I began playing later that day. At one point I cut whatever up to make collages to hang on my wall. Possibly one day theyll make their way back to me.
Prior to that I d been playing stuff on a gaming laptop computer that burned itself out truly quickly, and I replaced it with a maker I might work on but not play video games with. Having a gaming PC was fantastic for my then-freelance profession, due to the fact that I might play video games I couldnt in the past, and that definitely assisted me land this task, so its really been the present that keeps on giving.
Its simple: The finest video gaming present I ever got was a Sega Genesis. I remember at the time thinking this was the best, most incredible console ever. I didnt have gaming publications or YouTube to tell me otherwise.
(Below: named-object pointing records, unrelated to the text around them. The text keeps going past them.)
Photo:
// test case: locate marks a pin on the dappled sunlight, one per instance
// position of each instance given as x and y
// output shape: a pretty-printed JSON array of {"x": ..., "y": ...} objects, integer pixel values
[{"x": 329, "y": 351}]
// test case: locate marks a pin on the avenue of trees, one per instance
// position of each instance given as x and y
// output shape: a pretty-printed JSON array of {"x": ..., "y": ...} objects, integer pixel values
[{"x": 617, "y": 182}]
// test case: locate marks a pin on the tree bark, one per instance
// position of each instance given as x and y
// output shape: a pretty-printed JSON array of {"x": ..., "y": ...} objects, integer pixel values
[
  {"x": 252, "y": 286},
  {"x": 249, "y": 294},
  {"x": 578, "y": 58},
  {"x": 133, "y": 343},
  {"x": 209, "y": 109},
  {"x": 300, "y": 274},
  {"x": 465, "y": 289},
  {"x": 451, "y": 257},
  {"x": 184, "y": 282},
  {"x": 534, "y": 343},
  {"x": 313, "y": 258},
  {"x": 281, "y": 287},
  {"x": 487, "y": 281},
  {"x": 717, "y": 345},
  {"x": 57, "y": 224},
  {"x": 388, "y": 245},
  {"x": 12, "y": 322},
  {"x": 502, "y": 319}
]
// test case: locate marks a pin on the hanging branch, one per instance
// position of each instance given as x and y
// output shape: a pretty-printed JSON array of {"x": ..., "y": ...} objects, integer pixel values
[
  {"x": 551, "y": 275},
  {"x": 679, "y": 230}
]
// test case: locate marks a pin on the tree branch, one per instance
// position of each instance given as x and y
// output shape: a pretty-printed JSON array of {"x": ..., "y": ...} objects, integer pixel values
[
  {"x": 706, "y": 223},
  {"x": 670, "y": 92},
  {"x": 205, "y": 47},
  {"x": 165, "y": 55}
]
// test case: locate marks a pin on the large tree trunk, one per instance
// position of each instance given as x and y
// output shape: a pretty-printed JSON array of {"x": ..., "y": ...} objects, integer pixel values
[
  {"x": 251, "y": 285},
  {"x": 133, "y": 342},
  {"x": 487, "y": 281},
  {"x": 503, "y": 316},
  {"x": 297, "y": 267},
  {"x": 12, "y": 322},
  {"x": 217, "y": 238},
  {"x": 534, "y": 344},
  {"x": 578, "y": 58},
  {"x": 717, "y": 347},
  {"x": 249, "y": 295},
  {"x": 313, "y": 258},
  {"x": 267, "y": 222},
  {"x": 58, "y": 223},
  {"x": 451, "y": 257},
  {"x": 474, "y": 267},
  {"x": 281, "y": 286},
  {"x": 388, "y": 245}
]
This Sega Genesis console in my home was incredible and I could play a Power Rangers video game on it. (That was also the very first game I ever beat, by the method.).
Gaming back in the mid- 90s, like today, was very pricey. My folks would purchase my bro and I older consoles and games. It likewise indicates I grew up playing stuff on the Atari 2600 and NES, even though I was born years after those consoles were new or pertinent.
As I grew up this strategy would ultimately end up being unsustainable, as I started finding out more about the hobby and asking for newer consoles and games. However for different reasons, I never ever got another Christmas-gift console after that Genesis. It holds an unique location in my heart and is quickly my finest gaming present ever.
How About You?
Looking back, what was the finest games-related present youve ever received? Or, if you desire to dish, the worst? Well be back next Monday in 2 weeks to discuss and ponder on another nerdy issue.
When people say the Xbox controller was big, I roll my eyes. Like brother, have you seen Sega.Photo: Frederic J. Brown (Getty Images).